I’ve had this post in mind for quite a while, and never got in finished to my satisfaction, but it’s been stimulated to a significant extent by reading Clay Shirky, so I thought I’d pop it up now, somewhat half-baked while he’s visiting here at CT.
I’ve updated it a bit, incorporating some comments and responding to others
The biggest single question in political economy is whether and to what extent we can achieve social equality without sacrificing other goods like liberty and prosperity. Neoclassical economics (a project in which I’m a participant) begins with models which imply that, with competitive markets, all factors of production will earn their marginal product. This in turn implies that any intervention that shifts wages or returns to capital away from their marginal product must imply a loss in aggregate income.

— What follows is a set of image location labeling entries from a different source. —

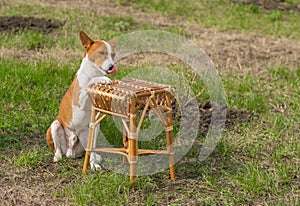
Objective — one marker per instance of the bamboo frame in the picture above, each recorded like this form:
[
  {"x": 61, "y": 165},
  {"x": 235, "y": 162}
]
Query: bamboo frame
[{"x": 124, "y": 99}]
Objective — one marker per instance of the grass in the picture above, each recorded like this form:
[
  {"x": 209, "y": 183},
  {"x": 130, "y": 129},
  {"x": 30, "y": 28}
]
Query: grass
[
  {"x": 255, "y": 163},
  {"x": 224, "y": 15}
]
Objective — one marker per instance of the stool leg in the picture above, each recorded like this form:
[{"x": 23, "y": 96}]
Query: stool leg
[
  {"x": 125, "y": 143},
  {"x": 169, "y": 136},
  {"x": 132, "y": 142},
  {"x": 90, "y": 141}
]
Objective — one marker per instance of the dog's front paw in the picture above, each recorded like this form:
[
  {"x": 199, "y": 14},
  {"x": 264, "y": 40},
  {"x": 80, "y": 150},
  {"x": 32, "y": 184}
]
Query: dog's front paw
[
  {"x": 57, "y": 156},
  {"x": 95, "y": 161},
  {"x": 69, "y": 153}
]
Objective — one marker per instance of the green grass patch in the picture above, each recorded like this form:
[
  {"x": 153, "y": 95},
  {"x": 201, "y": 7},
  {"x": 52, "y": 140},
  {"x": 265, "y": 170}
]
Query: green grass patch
[
  {"x": 109, "y": 188},
  {"x": 31, "y": 158},
  {"x": 224, "y": 15},
  {"x": 30, "y": 93}
]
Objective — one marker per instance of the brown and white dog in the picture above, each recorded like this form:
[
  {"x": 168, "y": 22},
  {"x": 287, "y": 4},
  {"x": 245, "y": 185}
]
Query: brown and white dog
[{"x": 68, "y": 134}]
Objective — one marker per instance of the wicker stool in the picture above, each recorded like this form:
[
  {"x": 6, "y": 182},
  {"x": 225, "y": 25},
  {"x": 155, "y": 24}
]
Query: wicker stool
[{"x": 124, "y": 99}]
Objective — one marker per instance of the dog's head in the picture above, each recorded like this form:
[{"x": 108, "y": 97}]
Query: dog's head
[{"x": 100, "y": 52}]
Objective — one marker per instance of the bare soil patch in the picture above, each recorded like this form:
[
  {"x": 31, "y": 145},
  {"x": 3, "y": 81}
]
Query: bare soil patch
[
  {"x": 16, "y": 23},
  {"x": 231, "y": 51}
]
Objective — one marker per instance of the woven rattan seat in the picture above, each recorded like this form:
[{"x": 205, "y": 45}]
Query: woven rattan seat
[{"x": 125, "y": 98}]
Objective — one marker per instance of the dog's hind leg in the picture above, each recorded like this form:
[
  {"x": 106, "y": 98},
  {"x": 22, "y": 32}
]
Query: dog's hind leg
[
  {"x": 72, "y": 140},
  {"x": 57, "y": 132}
]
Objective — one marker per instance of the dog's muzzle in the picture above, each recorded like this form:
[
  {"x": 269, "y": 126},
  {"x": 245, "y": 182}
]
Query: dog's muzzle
[{"x": 112, "y": 69}]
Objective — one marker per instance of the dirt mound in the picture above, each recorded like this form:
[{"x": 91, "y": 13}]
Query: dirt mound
[
  {"x": 271, "y": 5},
  {"x": 16, "y": 23},
  {"x": 233, "y": 117}
]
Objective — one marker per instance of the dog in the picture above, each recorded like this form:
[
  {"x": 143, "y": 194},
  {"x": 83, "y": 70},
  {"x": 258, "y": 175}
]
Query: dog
[{"x": 68, "y": 133}]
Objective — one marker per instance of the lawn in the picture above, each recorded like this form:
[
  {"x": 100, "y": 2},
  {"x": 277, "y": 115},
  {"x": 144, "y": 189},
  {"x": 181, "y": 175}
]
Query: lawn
[{"x": 256, "y": 52}]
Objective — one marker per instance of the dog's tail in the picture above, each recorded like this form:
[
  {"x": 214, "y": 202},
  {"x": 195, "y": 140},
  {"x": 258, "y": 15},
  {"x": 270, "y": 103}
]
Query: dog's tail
[{"x": 50, "y": 140}]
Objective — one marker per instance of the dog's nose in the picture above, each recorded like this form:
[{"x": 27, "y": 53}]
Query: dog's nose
[{"x": 112, "y": 69}]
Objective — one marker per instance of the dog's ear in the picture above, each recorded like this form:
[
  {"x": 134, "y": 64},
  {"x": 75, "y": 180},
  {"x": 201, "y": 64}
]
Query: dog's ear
[
  {"x": 85, "y": 40},
  {"x": 113, "y": 43}
]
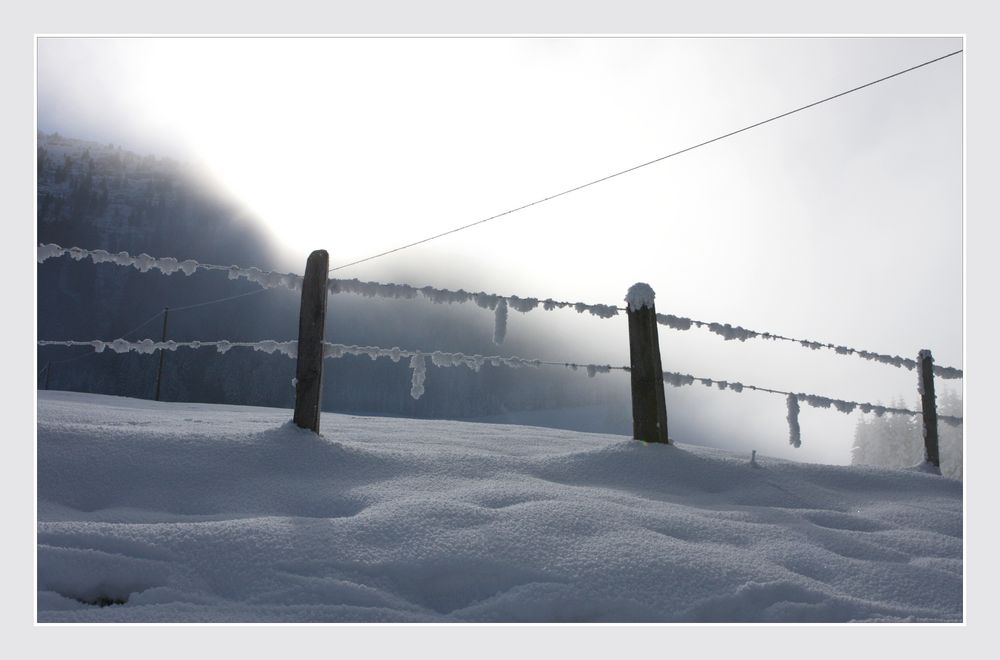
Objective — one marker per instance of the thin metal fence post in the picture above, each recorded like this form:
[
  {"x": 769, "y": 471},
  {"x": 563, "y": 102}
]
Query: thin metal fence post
[
  {"x": 163, "y": 338},
  {"x": 925, "y": 386}
]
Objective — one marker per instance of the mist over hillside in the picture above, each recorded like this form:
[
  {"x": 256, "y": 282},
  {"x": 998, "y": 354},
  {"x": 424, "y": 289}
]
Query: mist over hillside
[{"x": 101, "y": 196}]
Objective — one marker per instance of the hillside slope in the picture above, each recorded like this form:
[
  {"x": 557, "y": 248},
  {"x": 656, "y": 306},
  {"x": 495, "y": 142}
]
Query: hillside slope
[{"x": 196, "y": 512}]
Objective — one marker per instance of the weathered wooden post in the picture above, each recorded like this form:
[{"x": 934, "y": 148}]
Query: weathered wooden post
[
  {"x": 312, "y": 319},
  {"x": 649, "y": 408},
  {"x": 163, "y": 338},
  {"x": 925, "y": 385}
]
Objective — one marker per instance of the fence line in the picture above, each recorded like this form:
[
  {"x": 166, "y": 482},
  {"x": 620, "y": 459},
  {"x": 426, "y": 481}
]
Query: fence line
[
  {"x": 475, "y": 363},
  {"x": 499, "y": 304}
]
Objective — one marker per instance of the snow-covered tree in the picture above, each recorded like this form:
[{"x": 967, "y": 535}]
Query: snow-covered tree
[{"x": 897, "y": 440}]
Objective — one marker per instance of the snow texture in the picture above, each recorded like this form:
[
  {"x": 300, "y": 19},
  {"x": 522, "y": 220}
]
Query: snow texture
[
  {"x": 640, "y": 295},
  {"x": 206, "y": 513},
  {"x": 169, "y": 265},
  {"x": 794, "y": 436}
]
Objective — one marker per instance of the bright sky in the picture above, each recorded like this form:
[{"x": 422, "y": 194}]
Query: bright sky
[{"x": 842, "y": 223}]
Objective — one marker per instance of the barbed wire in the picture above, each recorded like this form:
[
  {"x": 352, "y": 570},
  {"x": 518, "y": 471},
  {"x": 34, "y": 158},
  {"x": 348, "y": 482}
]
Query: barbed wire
[
  {"x": 492, "y": 301},
  {"x": 475, "y": 362}
]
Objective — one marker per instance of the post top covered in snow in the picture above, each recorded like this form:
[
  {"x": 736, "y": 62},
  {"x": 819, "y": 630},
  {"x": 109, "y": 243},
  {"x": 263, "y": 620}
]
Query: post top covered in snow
[{"x": 640, "y": 295}]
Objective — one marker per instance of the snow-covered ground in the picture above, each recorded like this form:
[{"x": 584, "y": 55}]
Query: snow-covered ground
[{"x": 192, "y": 512}]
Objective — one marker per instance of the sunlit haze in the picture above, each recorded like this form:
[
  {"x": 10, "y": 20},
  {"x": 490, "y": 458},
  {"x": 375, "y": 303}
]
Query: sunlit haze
[{"x": 842, "y": 223}]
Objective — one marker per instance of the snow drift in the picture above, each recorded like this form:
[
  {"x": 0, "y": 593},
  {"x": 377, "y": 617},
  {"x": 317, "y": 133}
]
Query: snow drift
[{"x": 192, "y": 512}]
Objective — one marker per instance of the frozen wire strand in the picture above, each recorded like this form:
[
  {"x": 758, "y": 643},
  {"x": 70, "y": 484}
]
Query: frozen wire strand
[
  {"x": 728, "y": 332},
  {"x": 486, "y": 300},
  {"x": 169, "y": 265},
  {"x": 491, "y": 301},
  {"x": 678, "y": 380},
  {"x": 271, "y": 279},
  {"x": 647, "y": 163},
  {"x": 444, "y": 359},
  {"x": 83, "y": 355}
]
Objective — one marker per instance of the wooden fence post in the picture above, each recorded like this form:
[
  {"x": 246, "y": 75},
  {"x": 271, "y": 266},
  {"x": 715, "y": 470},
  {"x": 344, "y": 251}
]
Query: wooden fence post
[
  {"x": 163, "y": 338},
  {"x": 925, "y": 367},
  {"x": 649, "y": 408},
  {"x": 309, "y": 363}
]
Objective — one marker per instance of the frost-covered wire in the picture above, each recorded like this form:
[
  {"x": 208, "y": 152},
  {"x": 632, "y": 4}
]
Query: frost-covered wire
[
  {"x": 169, "y": 265},
  {"x": 794, "y": 432},
  {"x": 729, "y": 332},
  {"x": 814, "y": 400},
  {"x": 482, "y": 299},
  {"x": 491, "y": 301},
  {"x": 148, "y": 346}
]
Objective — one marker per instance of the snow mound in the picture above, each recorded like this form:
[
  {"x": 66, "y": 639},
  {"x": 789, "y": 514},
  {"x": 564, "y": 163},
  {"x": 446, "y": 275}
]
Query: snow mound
[{"x": 191, "y": 512}]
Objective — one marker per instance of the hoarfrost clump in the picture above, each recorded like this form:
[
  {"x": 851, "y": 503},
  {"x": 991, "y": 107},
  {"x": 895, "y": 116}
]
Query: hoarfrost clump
[
  {"x": 846, "y": 407},
  {"x": 500, "y": 322},
  {"x": 48, "y": 251},
  {"x": 419, "y": 367},
  {"x": 677, "y": 380},
  {"x": 640, "y": 295},
  {"x": 794, "y": 436},
  {"x": 674, "y": 322},
  {"x": 522, "y": 305}
]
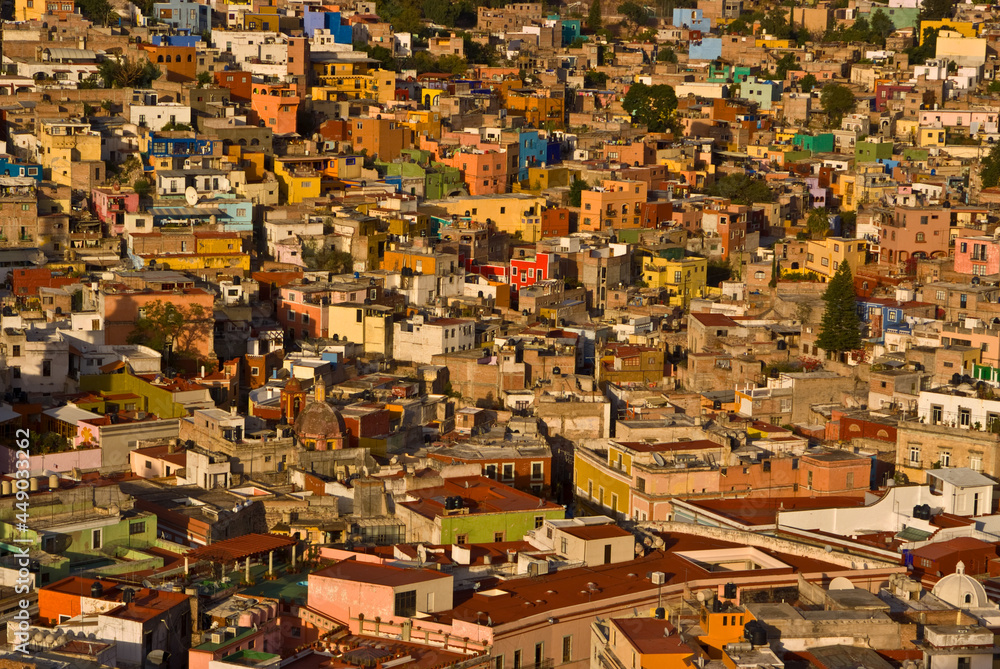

There are all sorts of problems with this result, and particularly with simple-minded applications of it, which are legion. For a start, it can only ever be true at the margin – everyone in a modern economy depends for their income on the centuries of effort that have gone into creating that economy. There are also plenty of technical issues which have been debated for a long time, such as the famous capital controversy. I’m particularly interested with questions relating to whether the standard result, derived under the assumption of certainty and perfect information, works under conditions of uncertainty (in my view, much of the activity of the social democratic welfare state can be explained as a form of collective risk management).
Still, in an economy that fits the standard model of lots of competing firms, all operating in a region where constant returns to scale apply, the standard neoclassical analysis has considerable force. But the growing part of the economy centred on the Internet doesn’t fit this model at all. The Internet is a network and the economies of networks are different, in critical ways, from those of the standard neoclassical model.